How to handle large context token limits?

Hi fellow enthusiasts.

What is the recommended approach if wishing to using large context files e.g. 30k tokens being passed into a prompt on the API?



You’ll have to compress the prompt by sending smaller pieces and asking the model to summarize each piece, before you send the total of the summarized pieces in for final inference.

Ah nice solution, thanks, I’ll give that a shot.

It might be worth checking out Sparse Priming Representation. You’d be able to instruct GPT with system prompts to effectively compress the data you want to give it. I think it’s a lot better than simply telling GPT to summarize the content you give it, but there’s still at least some details that ultimately get lost so it’d still make sense to be selective on what to compress compared to what should remain explicit to make the most of the token limits.

Thanks Matt, and thanks for sharing the link. I’m currently looking passing in the standard “you are a helpful chatbot message”, and I think I’ll get a better outcome trying these ideas

There are good suggestions on this thread already and on a side note the SPR approach is quite equivalent to what @jwatte suggested, just without the fancy wording.

Otherwise you can definitely look into RAG as it is currently the standard way to provide larger context to the model.
Without knowing the specifics of your use case it is hard to tell though. For example if you need several answers building on top of each other based on the context or need to extract information from the context.

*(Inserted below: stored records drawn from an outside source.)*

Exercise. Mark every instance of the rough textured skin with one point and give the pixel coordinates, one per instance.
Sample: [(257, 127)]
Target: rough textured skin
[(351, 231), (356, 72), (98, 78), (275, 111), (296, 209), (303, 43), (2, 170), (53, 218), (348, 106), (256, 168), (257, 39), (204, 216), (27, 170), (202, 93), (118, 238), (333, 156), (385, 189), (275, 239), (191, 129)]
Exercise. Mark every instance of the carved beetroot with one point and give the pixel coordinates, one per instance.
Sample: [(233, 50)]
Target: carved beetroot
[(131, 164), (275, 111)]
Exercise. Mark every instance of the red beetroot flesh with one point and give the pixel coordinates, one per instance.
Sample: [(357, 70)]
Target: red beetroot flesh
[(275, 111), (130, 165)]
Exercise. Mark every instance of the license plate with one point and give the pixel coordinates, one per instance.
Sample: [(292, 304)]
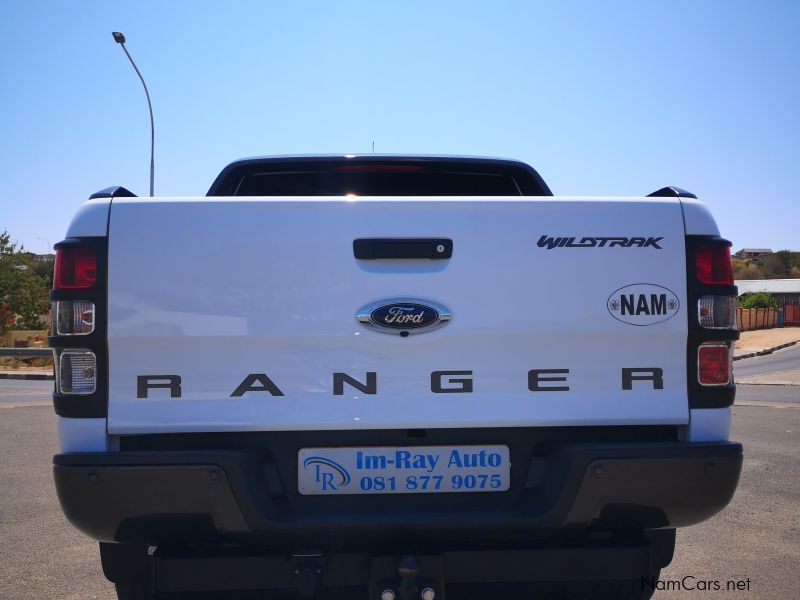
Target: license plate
[(403, 470)]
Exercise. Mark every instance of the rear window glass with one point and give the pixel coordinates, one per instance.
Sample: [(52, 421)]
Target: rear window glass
[(367, 182)]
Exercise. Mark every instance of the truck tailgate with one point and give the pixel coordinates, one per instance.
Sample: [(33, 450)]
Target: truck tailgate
[(212, 290)]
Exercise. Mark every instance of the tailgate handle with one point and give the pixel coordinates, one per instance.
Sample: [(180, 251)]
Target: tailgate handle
[(399, 248)]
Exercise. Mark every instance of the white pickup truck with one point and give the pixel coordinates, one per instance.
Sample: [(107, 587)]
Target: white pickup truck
[(388, 377)]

Thank you VB. I’ll take a look at RAG (& Vector databases?), I’ve head a bit about them but I don’t have any real knowledge of them yet. My use case is I want an LLM to be able to answer a large volume of questions based on a large body of context, say 100 questions of varying topics and depth of answers required, form about 30k words of relevant context.

1 Like

Here, this should get you a good entry point.
Look for the examples.

1 Like

Today’s update with GPT-4 Turbo has solved my query! The only thing now is to watch the cost of my queries as these will certainly rack up if I’m sending large token sizes through regularly.


Is it OK if a moderator closes this topic?

Yes indeed, thank you for reminding me!